1

My question is if there are any approaches to update the schema of a DataFrame without explicitly calling SparkSession.createDataFrame(dataframe.rdd, newSchema).

Details are as follows.

I have an original Spark DataFrame with schema below:

root
 |-- column11: string (nullable = true)
 |-- column12: string (nullable = true)
 |-- column13: string (nullable = true)
 |-- column14: string (nullable = true)
 |-- column15: string (nullable = true)
 |-- column16: string (nullable = true)
 |-- column17: string (nullable = true)
 |-- column18: string (nullable = true)
 |-- column19: string (nullable = true)

I applied Dataset.mapPartitions on the original DataFrame and got a new DataFrame (returned by Dataset.mapPartitions). The reason for using Dataset.mapPartitions but not Dataset.map is better transformation speed.

In this new DataFrame, every row should have a schema like below:

root
 |-- column21: string (nullable = true)
 |-- column22: long (nullable = true)
 |-- column23: string (nullable = true)
 |-- column24: long (nullable = true)
 |-- column25: struct (nullable = true)
 |    |-- column251: string (nullable = true)
 |    |-- column252: string (nullable = true)
 |    |-- column253: string (nullable = true)
 |    |-- column254: string (nullable = true)
 |    |-- column255: string (nullable = true)
 |    |-- column256: string (nullable = true)

So the schema of the new DataFrame should be the same as the above.
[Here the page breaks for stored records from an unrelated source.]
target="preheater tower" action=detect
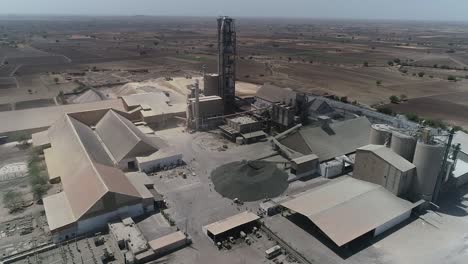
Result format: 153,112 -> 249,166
218,16 -> 237,113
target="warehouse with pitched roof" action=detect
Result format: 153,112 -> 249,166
38,110 -> 181,240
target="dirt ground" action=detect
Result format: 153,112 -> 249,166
0,17 -> 468,125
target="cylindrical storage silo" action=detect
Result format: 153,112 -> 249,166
203,74 -> 219,96
390,131 -> 416,162
369,124 -> 392,145
412,142 -> 445,201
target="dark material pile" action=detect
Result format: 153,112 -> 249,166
211,161 -> 288,202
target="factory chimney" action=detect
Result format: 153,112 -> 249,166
193,79 -> 200,131
218,16 -> 237,114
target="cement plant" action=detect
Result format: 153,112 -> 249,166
0,13 -> 468,264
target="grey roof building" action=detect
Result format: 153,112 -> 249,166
281,177 -> 418,247
278,117 -> 371,161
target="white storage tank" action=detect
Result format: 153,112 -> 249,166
369,124 -> 392,145
412,142 -> 445,201
203,74 -> 219,96
390,131 -> 416,162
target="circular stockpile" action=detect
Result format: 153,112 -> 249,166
211,161 -> 288,202
369,124 -> 392,145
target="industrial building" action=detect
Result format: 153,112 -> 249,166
202,211 -> 260,243
353,145 -> 416,197
186,95 -> 224,128
109,217 -> 191,263
35,109 -> 181,240
309,98 -> 335,115
219,115 -> 267,144
281,177 -> 419,247
291,154 -> 320,178
255,83 -> 297,108
218,16 -> 237,114
366,124 -> 451,201
121,92 -> 186,127
274,117 -> 371,162
453,131 -> 468,186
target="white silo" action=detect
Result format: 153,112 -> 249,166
369,124 -> 392,145
412,142 -> 445,201
203,74 -> 219,96
390,131 -> 416,162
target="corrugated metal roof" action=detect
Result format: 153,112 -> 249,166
44,115 -> 141,231
43,192 -> 75,230
203,211 -> 260,236
0,99 -> 124,134
358,145 -> 416,172
282,177 -> 416,246
256,84 -> 296,103
125,172 -> 153,199
292,154 -> 318,164
122,92 -> 187,116
279,117 -> 371,161
96,110 -> 158,162
149,231 -> 187,251
241,130 -> 267,139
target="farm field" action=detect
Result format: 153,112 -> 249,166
0,17 -> 468,127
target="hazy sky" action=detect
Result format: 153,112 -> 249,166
0,0 -> 468,21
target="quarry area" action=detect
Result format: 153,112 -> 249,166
0,16 -> 468,264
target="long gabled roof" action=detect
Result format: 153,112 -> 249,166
279,117 -> 371,161
281,177 -> 418,246
256,83 -> 296,104
44,115 -> 141,228
358,145 -> 416,171
96,110 -> 158,162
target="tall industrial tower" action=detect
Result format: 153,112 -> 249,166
218,16 -> 237,113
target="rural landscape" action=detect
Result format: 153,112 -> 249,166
0,16 -> 468,127
0,14 -> 468,264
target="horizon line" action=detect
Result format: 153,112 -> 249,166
0,12 -> 468,23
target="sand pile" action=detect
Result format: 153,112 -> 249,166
211,161 -> 288,202
71,90 -> 102,104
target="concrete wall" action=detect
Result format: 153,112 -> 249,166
374,210 -> 411,236
77,204 -> 144,234
353,150 -> 415,197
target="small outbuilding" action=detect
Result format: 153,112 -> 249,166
281,177 -> 419,247
202,211 -> 260,243
353,145 -> 416,197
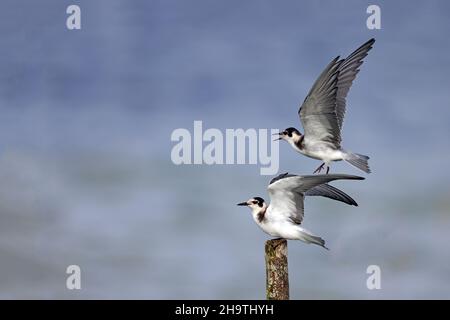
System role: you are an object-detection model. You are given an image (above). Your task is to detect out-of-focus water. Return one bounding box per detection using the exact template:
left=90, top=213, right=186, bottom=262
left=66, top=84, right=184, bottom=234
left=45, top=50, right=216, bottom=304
left=0, top=1, right=450, bottom=299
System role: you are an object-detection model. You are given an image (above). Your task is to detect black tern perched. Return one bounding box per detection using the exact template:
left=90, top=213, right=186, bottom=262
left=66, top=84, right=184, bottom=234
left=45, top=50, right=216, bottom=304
left=238, top=173, right=364, bottom=249
left=276, top=39, right=375, bottom=173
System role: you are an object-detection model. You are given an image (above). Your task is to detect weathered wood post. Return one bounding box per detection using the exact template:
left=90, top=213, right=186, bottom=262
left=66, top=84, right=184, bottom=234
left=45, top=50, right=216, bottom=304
left=265, top=239, right=289, bottom=300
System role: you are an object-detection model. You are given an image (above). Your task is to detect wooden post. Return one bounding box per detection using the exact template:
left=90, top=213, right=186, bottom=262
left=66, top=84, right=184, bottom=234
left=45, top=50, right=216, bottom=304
left=265, top=239, right=289, bottom=300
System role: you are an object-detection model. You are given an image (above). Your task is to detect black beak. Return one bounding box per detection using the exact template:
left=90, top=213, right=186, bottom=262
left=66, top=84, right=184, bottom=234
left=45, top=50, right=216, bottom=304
left=273, top=132, right=283, bottom=141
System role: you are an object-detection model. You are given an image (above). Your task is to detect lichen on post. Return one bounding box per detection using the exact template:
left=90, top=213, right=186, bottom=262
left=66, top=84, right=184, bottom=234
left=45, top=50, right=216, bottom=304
left=265, top=239, right=289, bottom=300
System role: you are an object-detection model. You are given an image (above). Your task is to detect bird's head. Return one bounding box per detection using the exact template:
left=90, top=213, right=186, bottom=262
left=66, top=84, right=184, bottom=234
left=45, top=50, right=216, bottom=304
left=275, top=127, right=302, bottom=142
left=237, top=197, right=267, bottom=213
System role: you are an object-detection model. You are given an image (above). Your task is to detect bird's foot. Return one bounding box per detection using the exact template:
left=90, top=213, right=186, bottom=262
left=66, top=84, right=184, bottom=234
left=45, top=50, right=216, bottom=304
left=313, top=162, right=325, bottom=173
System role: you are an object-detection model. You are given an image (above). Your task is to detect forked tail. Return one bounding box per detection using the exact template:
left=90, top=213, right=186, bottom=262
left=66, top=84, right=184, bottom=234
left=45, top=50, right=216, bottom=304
left=344, top=152, right=371, bottom=173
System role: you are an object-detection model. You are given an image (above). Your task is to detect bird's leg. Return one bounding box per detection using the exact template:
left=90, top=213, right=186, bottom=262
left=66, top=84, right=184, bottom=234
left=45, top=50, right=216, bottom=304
left=313, top=162, right=325, bottom=173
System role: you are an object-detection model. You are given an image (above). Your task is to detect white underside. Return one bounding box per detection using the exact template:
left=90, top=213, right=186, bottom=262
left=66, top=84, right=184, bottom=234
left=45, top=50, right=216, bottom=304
left=289, top=141, right=344, bottom=164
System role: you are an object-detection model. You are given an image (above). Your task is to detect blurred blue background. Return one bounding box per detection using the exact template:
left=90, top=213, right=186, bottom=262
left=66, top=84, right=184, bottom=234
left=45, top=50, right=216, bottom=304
left=0, top=0, right=450, bottom=299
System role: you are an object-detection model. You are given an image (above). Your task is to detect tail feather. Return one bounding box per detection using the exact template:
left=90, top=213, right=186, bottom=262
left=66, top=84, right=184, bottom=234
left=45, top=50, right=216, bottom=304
left=344, top=153, right=371, bottom=173
left=299, top=228, right=330, bottom=250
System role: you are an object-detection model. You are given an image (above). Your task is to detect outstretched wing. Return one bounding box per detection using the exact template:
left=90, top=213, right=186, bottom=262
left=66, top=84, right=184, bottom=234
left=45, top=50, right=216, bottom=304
left=298, top=39, right=375, bottom=148
left=267, top=174, right=364, bottom=224
left=336, top=38, right=375, bottom=130
left=298, top=57, right=342, bottom=147
left=305, top=184, right=358, bottom=207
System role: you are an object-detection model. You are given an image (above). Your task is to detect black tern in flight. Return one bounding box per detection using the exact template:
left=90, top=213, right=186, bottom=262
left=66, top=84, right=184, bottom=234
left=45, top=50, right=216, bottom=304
left=238, top=173, right=364, bottom=249
left=276, top=39, right=375, bottom=173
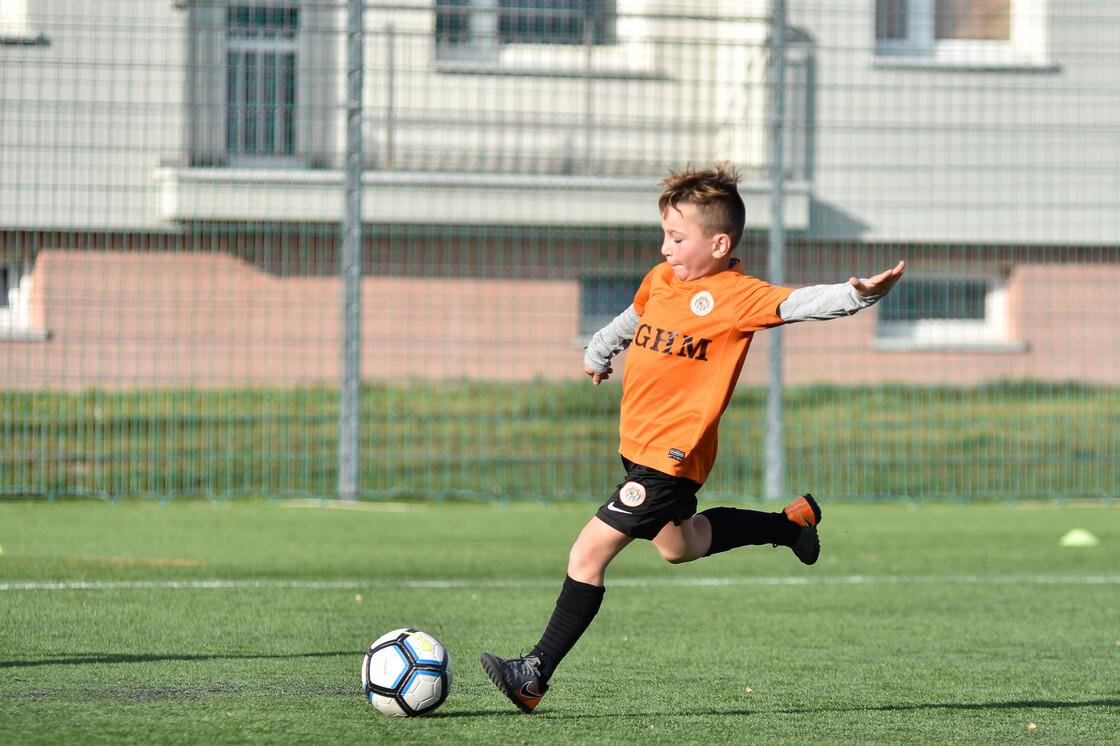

However, the schema of the new DataFrame won't be updated automatically. The output of applying Dataset.printSchema method on the new DataFrame is still original:

root
 |-- column11: string (nullable = true)
 |-- column12: string (nullable = true)
 |-- column13: string (nullable = true)
 |-- column14: string (nullable = true)
 |-- column15: string (nullable = true)
 |-- column16: string (nullable = true)
 |-- column17: string (nullable = true)
 |-- column18: string (nullable = true)
 |-- column19: string (nullable = true)

So, in order to get the correct (updated) schema, what I'm doing is using SparkSession.createDataFrame(newDataFrame.rdd, newSchema). My concern here is that falling back to RDD (newDataFrame.rdd) will hurt the transformation speed because Spark Catalyst doesn't handle RDD as well as Dataset/DataFrame.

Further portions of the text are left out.